The two of them were doing their best to contain the thin film of water that still covered the ground. To untrained eyes, it might have seemed harmless, but all of us had already felt in our flesh that it was poison to the soul.

"What are you two… doing?" asked Tadeus, his voice hoarse.

Glenn turned to him and, for a moment, let out a breath of relief. 

"Tadeus… we can't let this cursed water touch us. I need you and Alden to keep it back. Just that will give us a chance to breathe."

Tadeus narrowed his eyes, confused.

"What happened? Why is everyone like this?"

Glenn hesitated, as if even finding the words was difficult.

"You all went insane. It was like someone had taken control of your minds. Only me, Waan, Weel, and Eva managed to resist—and we spent the whole time trying to find a way out."

He gestured toward the wounded around them.

"That's why everyone's so wrecked… We tried to wake you by any means possible. Even, you know… by hitting hard."

A crooked smile crept over Tadeus's bloodstained lips.

Glenn smiled back, weary, showing the bruises and cuts that had left him almost unrecognizable.

"To be honest, I think we got beaten up more than we did the beating."

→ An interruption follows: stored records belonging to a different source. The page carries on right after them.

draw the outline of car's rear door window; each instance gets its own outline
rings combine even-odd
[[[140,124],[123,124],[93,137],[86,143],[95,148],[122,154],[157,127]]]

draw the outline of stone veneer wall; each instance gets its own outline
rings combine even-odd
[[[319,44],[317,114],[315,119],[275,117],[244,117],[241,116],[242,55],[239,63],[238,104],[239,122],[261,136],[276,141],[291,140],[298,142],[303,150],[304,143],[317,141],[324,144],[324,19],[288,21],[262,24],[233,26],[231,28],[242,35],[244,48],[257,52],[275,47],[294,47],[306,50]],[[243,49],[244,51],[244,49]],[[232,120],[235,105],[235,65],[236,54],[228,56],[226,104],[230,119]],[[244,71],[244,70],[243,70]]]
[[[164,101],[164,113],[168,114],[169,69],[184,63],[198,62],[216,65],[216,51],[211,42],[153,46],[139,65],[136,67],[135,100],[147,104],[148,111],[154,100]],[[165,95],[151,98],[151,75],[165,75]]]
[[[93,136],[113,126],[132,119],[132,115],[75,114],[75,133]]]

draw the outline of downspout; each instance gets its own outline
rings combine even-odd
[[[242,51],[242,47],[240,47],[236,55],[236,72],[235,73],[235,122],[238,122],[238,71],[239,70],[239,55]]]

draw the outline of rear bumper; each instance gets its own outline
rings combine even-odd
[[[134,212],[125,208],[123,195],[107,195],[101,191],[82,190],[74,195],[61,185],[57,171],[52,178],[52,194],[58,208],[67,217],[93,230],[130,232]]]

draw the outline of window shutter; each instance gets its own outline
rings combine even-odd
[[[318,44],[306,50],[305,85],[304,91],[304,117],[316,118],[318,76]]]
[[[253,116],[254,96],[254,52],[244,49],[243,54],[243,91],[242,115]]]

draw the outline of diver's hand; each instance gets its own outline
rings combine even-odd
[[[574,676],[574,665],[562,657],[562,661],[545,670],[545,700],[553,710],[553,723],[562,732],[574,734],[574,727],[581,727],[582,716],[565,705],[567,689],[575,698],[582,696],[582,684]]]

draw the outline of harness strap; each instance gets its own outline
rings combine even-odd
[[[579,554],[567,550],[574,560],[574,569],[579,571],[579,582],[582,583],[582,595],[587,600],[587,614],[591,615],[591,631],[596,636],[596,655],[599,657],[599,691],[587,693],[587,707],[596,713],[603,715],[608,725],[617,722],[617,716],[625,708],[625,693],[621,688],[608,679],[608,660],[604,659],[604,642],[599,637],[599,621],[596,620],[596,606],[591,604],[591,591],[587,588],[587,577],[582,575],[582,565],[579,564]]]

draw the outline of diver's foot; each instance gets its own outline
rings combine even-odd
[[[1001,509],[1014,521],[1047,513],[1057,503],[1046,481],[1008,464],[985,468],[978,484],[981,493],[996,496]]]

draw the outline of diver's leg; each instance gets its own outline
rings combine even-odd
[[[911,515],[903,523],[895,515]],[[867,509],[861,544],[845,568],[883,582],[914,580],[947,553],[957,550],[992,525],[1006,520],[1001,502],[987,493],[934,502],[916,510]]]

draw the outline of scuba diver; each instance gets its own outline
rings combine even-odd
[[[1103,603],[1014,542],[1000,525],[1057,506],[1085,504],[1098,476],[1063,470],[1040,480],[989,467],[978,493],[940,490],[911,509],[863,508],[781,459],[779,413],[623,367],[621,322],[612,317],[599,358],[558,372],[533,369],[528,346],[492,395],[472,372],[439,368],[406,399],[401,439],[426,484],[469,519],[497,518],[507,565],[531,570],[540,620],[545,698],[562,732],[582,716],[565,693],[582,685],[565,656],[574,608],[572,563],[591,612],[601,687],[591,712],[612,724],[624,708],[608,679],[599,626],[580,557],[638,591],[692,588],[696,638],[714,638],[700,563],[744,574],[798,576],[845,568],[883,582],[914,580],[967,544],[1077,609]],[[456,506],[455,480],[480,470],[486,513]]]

Clarity returned—fragile but real—to Tadeus's mind.

The ringing in his ears still tortured him, but he finally understood why Glenn had gone to him before anyone else.

"You want me to evaporate the water Alden's holding back?" he asked, voice rasping.

Glenn lifted his tired but serious gaze.

"If you want to stay inside the Celestial Pagoda, yes."

Tadeus took a deep breath and raised his hand.

A small flame was born in his palm—faint, but dense—illuminating the darkness with a reddish glow.

Then it flared with a crack, expanding into a ring of fire that raced around their perimeter. The flames danced in waves, licking the edges of the water circle that still tried to close in.

The reaction was immediate.

The contact between fire and water produced an ear-splitting hiss, and thick clouds of steam began to rise, engulfing everyone in a suffocating curtain.

For a brief moment, the battlefield stabilized.

The advance of the water stopped. Tadeus's ring of flames held the barrier, while Alden, panting, reinforced the containment with his intricate staff, beads of sweat sliding down his round, flushed face.

It was only a temporary relief but in that suffocating darkness, it already felt like a miracle.